Publié le 18 mai 2013 par Aicasc @aica_sc

Michèle Baj Strobel

La crédibilité vient de la capacité d’écoute que l’on manifeste à l’égard de l’artiste et de la justesse de ton partagée entre lui, le public. Elle est en dialogue permanent avec le labyrinthe des significations.

 Bruno Pédurand

En dehors d’une légitimité ontologique de l’art, je m’interroge souvent sur la légitimité avérée des pratiques artistiques dans des sociétés comme la nôtre. La légitimité de la critique artistique me semble alors plus qu’improbable à première vue. Souvent les critiques accompagnent leur travail théorique d’un travail de commissariat d’expositions qui vient conforter leur propos Chez nous ce n’est pas le cas et très souvent le travail du critique demeure essentiellement livresque.  C’est pour cela qu’il me semble que la mission  des critiques est peut être plus nécessaire qu’il n’y paraît. L’absence de grands débats sur l’art n’est pas propre à nos régions mais ici le silence est particulièrement assourdissant compte tenu de la nécessité qu’il y aurait à donner l’art les moyens d’être à la hauteur de sa mission première qui  à mon avis est de proposer des attitudes facilitant l’émergence d’une pensée voire d’une fonction critique. 

Suzanne Lampla

On est crédible à partir du moment où on a la confiance des artistes, je crois qu’ici on est très sensible sur ce point. On n’a pas les mêmes réactions d’une situation à l’autre, l’écoute reste très importante. On a quand même eu le bonheur d’écouter de bonnes prestations lors de certains événements, et un réel désir de partager chez les artistes.
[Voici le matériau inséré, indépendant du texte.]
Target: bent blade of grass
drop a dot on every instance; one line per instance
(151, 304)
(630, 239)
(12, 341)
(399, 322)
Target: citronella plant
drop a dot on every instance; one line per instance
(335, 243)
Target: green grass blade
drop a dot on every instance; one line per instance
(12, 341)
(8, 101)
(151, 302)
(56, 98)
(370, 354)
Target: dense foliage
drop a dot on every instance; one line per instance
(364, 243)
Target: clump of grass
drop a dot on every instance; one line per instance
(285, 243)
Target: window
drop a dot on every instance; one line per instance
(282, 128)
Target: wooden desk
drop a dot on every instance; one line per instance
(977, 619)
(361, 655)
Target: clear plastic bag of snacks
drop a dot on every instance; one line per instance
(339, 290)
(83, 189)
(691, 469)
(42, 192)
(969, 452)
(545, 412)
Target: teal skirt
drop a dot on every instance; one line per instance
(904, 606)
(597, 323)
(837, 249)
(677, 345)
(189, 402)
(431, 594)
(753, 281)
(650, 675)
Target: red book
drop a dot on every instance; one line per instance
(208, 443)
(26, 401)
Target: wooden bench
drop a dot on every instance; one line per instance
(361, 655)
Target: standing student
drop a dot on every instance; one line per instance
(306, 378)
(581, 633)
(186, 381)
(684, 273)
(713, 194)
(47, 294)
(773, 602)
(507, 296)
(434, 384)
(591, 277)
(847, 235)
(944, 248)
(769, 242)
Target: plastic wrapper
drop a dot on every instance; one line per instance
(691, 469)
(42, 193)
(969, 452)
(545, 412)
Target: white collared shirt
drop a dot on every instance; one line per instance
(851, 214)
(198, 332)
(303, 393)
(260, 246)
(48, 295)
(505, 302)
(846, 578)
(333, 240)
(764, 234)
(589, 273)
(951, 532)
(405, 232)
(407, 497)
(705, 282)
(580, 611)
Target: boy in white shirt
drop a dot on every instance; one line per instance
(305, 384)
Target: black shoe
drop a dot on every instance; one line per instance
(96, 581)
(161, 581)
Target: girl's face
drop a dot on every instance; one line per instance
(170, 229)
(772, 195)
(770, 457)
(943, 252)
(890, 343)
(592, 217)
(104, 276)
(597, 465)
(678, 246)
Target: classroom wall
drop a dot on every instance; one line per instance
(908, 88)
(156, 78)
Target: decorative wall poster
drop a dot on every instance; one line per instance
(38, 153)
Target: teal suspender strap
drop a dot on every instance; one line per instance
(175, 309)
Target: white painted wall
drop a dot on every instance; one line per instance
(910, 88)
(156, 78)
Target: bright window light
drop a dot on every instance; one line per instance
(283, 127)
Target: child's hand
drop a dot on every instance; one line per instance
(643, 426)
Heureusement, à part des réactions d’irritation, les artistes ont confiance, et n’aiment pas l’indifférence autour de leur travail. Il ne faut surtout pas négliger le fait que beaucoup de ces artistes voyagent avec leurs œuvres, qui arrivent ou pas, les bagages se perdent parfois. Ils retiendront surtout l’accueil du public. Par contre une question trop agressive ou une réflexion trop brutale restera.

 ANO

A mes yeux la légitimité peut-être autoproclamée (imposée), produit d’une concertation et d’un projet ou encore tacite (personne n’y a réfléchi puisqu’il en a toujours été ainsi). Le seul fait de poser la question aux artistes souligne que la question  de la légitimité se pose et ne va pas de soi.  Pour ma part la légitimité du critique reste peut-être à penser et je m’en explique comme suit.

En première instance aux Antilles françaises la critique a véritablement émergée puis commencé sa calcification depuis peu, cela en grande partie grâce aux efforts assidus des universitaires.

L’autre versant de la médaille est que l’exercice critique est une activité profondément spécialisée, ciselée et travaillée par un discursif propre à une discipline universitaire héritée des modèles théologiques européens.  D’autre part l’université exerce un pouvoir factuel et concret : c’est le temple (sans jeu de mots) de la maitrise et de la validation des savoirs.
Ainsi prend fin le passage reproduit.